Mittlerweile sind die Aufschläge auf einem niedrigen Niveau angelangt, aber immer noch attraktiv, wenn man unterstellt, dass es nicht zu Ausfällen kommt. Wichtig ist, dass die Reformen erfolgreich fortgesetzt werden und der europäische Einigungsprozess nicht umgekehrt, sondern eher vertieft wird. Wegen der recht unterschiedlichen Situation in den einzelnen Ländern eignen sich diese Anleihen partiell als Beimischung. Interessant erscheinen uns mit den verbesserten Rahmendaten Irland und (mit Abstrichen) Spanien sowie wegen der immer noch hohen substanziellen Kraft (geringe Privatverschuldung, Primärüberschuss im Staatshaushalt, Rentensystem) auch Italien.

Unternehmensanleihen
Ein wichtiges Segment bleiben Anleihen, sowohl von Industrieunternehmen als auch von Banken. Bei Anleihen von Industrieunternehmen sind die Zinsaufschläge deutlich zurückgegangen. Seit Sommer 2012 und speziell seit Frühjahr 2013 gilt dies auch für Unternehmen mit Hauptsitz in Südeuropa. Im Bereich mindestens befriedigender Bonitäten reichen die Risikoaufschläge jedoch noch aus, um die möglichen geringen Ausfälle zu kompensieren.

Die starken Spread-Bewegungen im Jahr 2013 haben allerdings gezeigt, dass ein temporäres Investment in diesem Bereich auch in einem scheinbar ausgereiften Umfeld sehr attraktiv sein kann. Schon aus Diversifikationsgründen bleibt das Segment eine Beimischung. Bei Unternehmensanleihen aus den Schwellenländern halten wir das Chance-Risiko-Verhältnis derzeit für unattraktiv.

Aktienmarkt: DAX-Potenzial bis um 10.000 Punkte
Der Deutsche Aktienindex (DAX) hat 2013 neue historische Höchststände markiert. Ein Teil dieser fulminanten Wertentwicklung ging dabei auf das Konto der Notenbanken, die mit ihrer ultra-lockeren Geldpolitik die Rallye beflügelt haben. Die Haspa Analysten prognostizieren eine Zunahme der Gewinne des DAX und der Euro Stoxx 50 Unternehmen um jeweils rund 10 Prozent. Das Potenzial des DAX reicht nach Einschätzung der Experten der Haspa bis etwa 10.000 Punkte, das des Euro Stoxx 50 Index bis in den mittleren 3.000er Bereich.
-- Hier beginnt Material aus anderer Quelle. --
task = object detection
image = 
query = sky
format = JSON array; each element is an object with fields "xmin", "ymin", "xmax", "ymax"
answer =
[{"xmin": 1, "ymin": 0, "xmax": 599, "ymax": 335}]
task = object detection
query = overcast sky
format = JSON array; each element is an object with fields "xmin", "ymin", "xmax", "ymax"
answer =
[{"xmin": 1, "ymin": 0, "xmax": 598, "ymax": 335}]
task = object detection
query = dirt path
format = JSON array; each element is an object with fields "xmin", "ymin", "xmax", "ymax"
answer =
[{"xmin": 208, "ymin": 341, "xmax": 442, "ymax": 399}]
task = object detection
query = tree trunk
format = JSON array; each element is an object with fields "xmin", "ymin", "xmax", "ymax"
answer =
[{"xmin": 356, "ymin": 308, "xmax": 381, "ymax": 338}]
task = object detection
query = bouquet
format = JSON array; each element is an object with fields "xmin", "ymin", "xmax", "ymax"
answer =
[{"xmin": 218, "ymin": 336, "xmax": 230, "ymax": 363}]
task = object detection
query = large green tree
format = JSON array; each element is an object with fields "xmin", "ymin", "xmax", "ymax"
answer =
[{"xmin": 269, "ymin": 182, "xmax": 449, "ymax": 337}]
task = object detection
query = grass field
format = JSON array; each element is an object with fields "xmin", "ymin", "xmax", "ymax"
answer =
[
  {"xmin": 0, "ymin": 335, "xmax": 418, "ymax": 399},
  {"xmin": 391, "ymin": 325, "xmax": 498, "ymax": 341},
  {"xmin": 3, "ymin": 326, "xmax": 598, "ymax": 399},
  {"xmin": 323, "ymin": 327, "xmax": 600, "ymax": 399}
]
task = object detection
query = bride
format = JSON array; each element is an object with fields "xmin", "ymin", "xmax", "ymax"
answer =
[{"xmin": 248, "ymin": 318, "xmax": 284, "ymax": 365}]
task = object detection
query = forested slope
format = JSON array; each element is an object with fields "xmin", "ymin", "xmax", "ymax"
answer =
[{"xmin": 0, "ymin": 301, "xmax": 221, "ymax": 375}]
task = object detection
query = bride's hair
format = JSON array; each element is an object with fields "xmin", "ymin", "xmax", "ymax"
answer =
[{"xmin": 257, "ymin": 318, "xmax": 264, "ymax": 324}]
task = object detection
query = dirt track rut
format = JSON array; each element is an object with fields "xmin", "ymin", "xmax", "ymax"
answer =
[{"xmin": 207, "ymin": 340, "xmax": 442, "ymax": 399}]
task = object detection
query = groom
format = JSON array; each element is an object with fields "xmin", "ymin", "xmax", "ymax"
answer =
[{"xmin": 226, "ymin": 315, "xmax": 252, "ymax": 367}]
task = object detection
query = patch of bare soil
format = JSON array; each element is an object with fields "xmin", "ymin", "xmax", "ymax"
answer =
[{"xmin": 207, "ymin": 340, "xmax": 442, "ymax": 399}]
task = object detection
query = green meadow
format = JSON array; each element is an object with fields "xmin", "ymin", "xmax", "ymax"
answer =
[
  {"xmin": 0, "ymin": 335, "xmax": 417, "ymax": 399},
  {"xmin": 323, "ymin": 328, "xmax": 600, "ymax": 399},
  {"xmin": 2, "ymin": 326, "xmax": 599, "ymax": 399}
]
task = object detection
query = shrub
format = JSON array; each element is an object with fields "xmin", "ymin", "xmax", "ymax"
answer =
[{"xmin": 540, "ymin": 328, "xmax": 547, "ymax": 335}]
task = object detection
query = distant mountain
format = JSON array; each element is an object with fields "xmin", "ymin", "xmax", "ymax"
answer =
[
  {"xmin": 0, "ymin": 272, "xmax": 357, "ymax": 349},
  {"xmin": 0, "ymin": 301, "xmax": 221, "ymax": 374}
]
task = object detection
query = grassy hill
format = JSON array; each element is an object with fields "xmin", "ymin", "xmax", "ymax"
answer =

Anlagestrategie: Kontrollierte Offensive durch Diversifikation und aktive Gewinnabsicherung
Auf der einen Seite bereitet das fundamentale Umfeld mit dem Ausblick auf eine freundliche globale Konjunkturentwicklung sowie einem weiteren Anstieg der Unternehmensgewinne in 2014 den Nährboden für eine steigende Zuversicht und ist Rechtfertigung für eine offensivere Gangart. Auf der anderen Seite bleiben alte Herausforderungen bestehen und neue zeichnen sich ab. So plagen westliche Industriestaaten unvermindert hohe Staatsschulden. Die Politik ist bemüht, aber bislang unverzichtbar auf die Unterstützung der Notenbanken angewiesen. Letztere geben weiterhin Richtung und Taktzahl an den Märkten vor. Für die Anlagestrategie heißt das im Ergebnis, dass 2014, insbesondere bei festverzinslichen Wertpapieren, noch anspruchsvoller wird, und zwar mit Blick auf den Ertrag und das Risikomanagement. „Anlage muss sich unter Einbeziehung der Inflation lohnen“ - diesem Anspruch kann nach Ansicht der Haspa Analysten nur mit Mut und konsequenter Kontrolle der Portfoliorisiken begegnet werden.